Australian shares closed marginally weaker.
- S&P ASX 200: 5,755.20 -5.49 -0.10%
- All Ordinaries: 5,810.90 -2.00 -0.03%
- AUD/USD: 0.7676 +0.0036 +0.47%
The local market tracked higher, supported by record highs on Wall Street, for the first half of the day before reversing direction in the afternoon to eat into Monday’s 0.70% rise.
BHP lost 0.9% to close at $26.21 and Rio Tinto was up 0.28% to $68.51. The banks were weaker with the Commonwealth down 0.6% to $82.63.

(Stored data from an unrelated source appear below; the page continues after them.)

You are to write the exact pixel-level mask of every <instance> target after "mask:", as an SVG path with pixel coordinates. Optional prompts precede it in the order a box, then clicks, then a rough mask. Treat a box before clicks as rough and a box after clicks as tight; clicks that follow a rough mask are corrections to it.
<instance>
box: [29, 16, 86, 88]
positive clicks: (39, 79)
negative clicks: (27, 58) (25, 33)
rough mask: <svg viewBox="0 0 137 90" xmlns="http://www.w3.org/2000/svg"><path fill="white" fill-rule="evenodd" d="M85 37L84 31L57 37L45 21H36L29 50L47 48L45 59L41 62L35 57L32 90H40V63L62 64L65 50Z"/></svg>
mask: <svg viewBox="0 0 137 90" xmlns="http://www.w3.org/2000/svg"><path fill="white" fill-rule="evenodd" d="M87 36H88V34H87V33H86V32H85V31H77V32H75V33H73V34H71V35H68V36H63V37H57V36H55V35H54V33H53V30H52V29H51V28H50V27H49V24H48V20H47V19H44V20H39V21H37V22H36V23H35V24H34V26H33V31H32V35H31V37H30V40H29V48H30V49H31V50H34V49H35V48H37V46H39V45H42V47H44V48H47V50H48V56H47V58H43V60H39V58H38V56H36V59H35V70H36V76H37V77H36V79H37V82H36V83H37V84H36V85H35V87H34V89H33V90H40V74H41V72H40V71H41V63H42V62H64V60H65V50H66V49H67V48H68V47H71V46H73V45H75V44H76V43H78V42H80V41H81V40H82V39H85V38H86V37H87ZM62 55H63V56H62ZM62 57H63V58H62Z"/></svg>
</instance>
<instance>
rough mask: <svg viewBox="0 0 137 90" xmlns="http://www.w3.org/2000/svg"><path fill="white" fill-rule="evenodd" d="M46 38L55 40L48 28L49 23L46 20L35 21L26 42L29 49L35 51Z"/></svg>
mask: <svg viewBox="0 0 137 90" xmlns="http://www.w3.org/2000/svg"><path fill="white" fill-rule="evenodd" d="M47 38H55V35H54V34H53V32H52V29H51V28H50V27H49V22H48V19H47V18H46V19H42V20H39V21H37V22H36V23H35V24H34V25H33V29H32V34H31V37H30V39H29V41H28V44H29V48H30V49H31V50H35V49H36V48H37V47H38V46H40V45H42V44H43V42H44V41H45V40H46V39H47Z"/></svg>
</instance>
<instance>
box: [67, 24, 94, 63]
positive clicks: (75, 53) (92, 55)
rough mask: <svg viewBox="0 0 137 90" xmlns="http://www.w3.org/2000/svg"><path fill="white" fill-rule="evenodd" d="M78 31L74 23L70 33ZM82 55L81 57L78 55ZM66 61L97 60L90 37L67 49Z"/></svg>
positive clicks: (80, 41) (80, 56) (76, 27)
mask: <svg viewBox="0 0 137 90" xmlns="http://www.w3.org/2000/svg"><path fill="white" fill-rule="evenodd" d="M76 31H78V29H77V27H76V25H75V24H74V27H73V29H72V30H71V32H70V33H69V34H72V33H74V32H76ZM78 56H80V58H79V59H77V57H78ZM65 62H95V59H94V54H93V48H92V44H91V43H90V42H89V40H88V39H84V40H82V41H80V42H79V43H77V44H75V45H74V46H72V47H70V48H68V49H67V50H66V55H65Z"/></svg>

Cochlear fell 3.5% to $128.95 despite announcing a 19% rise in first half profit to $114 million.
The top stories:
1. Business conditions haven’t been this good since before the GFC. The latest business survey from the National Australia Bank suggests the domestic economy is strengthening rapidly.
2. Richard Goyder steps down. Departing Wesfarmers after 12 years heading Australia’s largest private employer. Wesfarmers shares were down 04.% to $42.13.
3. Woolworths is preparing for Amazon. Woolworths announced that it had decommissioned its in-house technology infrastructure in favour of moving its systems into Microsoft Azure data centres.
4. Your days of struggling for a pay rise may be coming to an end. Recent lead labour market indicators have been improving, suggesting that conditions are starting to strengthen after a lull last year
5. Treasury Wine Estates has doubled its profits. Profit hit $136.2 million for the half year to December as the company positions itself as as a premium quality wine maker rather than a bulk supplier. Also read: More of an American flavour. Its shares closed 4.7% weaker at $11.33.
6. Fairfax will keep printing its newspapers daily. Fairfax Media, which had been expected to switch its Monday to Friday newspaper printing to digital only, has given its hard copy mastheads an extended life as daily publications.
7. Furniture sales are defying the retail downturn. Nick Scali posted a 44.7% rise in half year profit to $20.5 million. Its shares closed 9.6% higher at $7.05.
8. Nick Xenophon team says it won’t support the budget bill. The federal government is looking at raising taxes and cutting spending.
9. A $2 million price tag for a one-armed robot bricklayer. Fastbrick Robotics hopes to be supplying customers with Hadrian X machines, the commercial version of the prototype, in 2019. Its shares dropped 1.1% to close at $0.089.